The Justice Department must respond to motions to unseal the warrant behind the FBI raid of Donald Trump’s home in Mar-a-Lago, the magistrate judge who approved the unprecedented search ordered Thursday.

Magistrate Judge Bruce Reinhart, who is believed to have signed the still-sealed FBI warrant approving the bureau’s Trump raid, said the Justice Department must now “file a Response to the Motion to Unseal” following efforts by Albany-based news outlet the Times Union and the conservative advocacy group Judicial Watch requesting that DOJ make the warrant public.

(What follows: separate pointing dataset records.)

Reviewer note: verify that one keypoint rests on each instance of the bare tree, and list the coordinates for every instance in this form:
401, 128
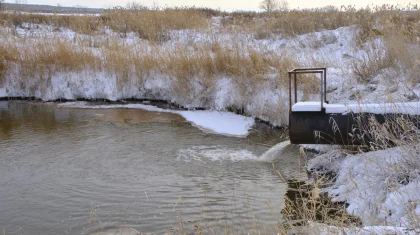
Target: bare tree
273, 5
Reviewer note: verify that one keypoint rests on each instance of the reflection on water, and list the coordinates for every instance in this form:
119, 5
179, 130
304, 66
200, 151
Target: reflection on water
81, 171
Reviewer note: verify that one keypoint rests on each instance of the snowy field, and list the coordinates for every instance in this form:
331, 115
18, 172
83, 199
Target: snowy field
381, 187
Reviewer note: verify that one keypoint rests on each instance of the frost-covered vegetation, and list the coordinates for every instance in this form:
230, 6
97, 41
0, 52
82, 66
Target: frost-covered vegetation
211, 59
239, 62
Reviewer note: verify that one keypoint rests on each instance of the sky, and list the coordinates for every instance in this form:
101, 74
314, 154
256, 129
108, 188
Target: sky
228, 5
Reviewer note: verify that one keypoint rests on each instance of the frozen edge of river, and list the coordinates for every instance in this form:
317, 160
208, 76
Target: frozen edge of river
224, 123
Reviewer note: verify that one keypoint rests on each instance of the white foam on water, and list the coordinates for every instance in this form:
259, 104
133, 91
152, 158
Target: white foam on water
223, 123
275, 151
215, 154
219, 153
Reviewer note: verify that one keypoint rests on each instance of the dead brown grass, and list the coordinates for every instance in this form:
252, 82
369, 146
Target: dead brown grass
150, 24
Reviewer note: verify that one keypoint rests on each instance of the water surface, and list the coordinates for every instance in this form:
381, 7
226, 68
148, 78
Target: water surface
82, 171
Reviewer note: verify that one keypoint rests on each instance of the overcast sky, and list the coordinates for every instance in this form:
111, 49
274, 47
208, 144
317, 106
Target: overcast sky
218, 4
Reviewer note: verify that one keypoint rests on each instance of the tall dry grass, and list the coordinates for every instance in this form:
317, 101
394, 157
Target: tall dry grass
149, 23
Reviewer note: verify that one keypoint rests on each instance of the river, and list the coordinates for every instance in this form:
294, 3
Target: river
84, 171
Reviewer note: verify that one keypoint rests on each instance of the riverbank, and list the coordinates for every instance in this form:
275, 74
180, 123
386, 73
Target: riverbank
237, 62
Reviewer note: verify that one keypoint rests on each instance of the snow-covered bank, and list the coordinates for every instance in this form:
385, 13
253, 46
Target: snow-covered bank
322, 229
263, 95
412, 108
224, 123
381, 187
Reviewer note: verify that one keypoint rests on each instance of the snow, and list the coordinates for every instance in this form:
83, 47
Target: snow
364, 180
322, 229
224, 123
219, 122
380, 187
412, 108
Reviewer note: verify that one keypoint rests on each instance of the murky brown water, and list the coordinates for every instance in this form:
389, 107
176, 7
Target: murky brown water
82, 171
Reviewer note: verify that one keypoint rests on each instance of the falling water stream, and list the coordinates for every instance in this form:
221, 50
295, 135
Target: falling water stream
84, 171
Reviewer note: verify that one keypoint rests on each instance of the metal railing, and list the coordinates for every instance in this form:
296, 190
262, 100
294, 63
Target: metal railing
323, 82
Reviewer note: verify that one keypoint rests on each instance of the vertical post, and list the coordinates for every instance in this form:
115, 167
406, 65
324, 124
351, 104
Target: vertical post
325, 85
290, 92
295, 87
322, 90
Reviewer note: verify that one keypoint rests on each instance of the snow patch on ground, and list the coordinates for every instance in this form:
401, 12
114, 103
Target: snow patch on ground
412, 108
381, 187
224, 123
322, 229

Reinhart said the DOJ’s response may be filed “ex parte and under seal as necessary to avoid disclosing matters already under seal,” meaning that the full response may be secret but that “the Government shall file a redacted Response in the public record” too.

The Times Union lawyer wrote that FBI agents “applied for and received a search warrant in connection with an investigation that involved the residence of Donald J. Trump in Palm Beach” and that “I am filing this request seeking the unsealing request of these court records.”

Judicial Watch wrote that it is “investigating the potential politicization” of the FBI and DOJ and whether they are “abusing their law enforcement powers to harass a likely future political opponent of President Biden” and that “If the Court were to unseal the materials, Judicial Watch would obtain the materials, analyze them, and make them available to the public.”

Reinhart said that “the Government may file a consolidated Response to all Motions to Seal” and that DOJ will have until Monday to respond.

The magistrate judge came under considerable scrutiny on Tuesday over his connection to notorious sex offender Jeffery Epstein after multiple news outlets, including the Wall Street Journal and Politico, reported that he was the magistrate judge that signed off on the FBI's raid of Mar-a-Lago.

Reinhart left his job as an assistant United States attorney on Jan. 1, 2008. The next day he began representing some of Epstein's employees. He was accused in a lawsuit filed by two of Epstein's victims of leaving the Justice Department to provide Epstein inside information, allegations that Reinhart denied, the Miami Herald reported in 2018.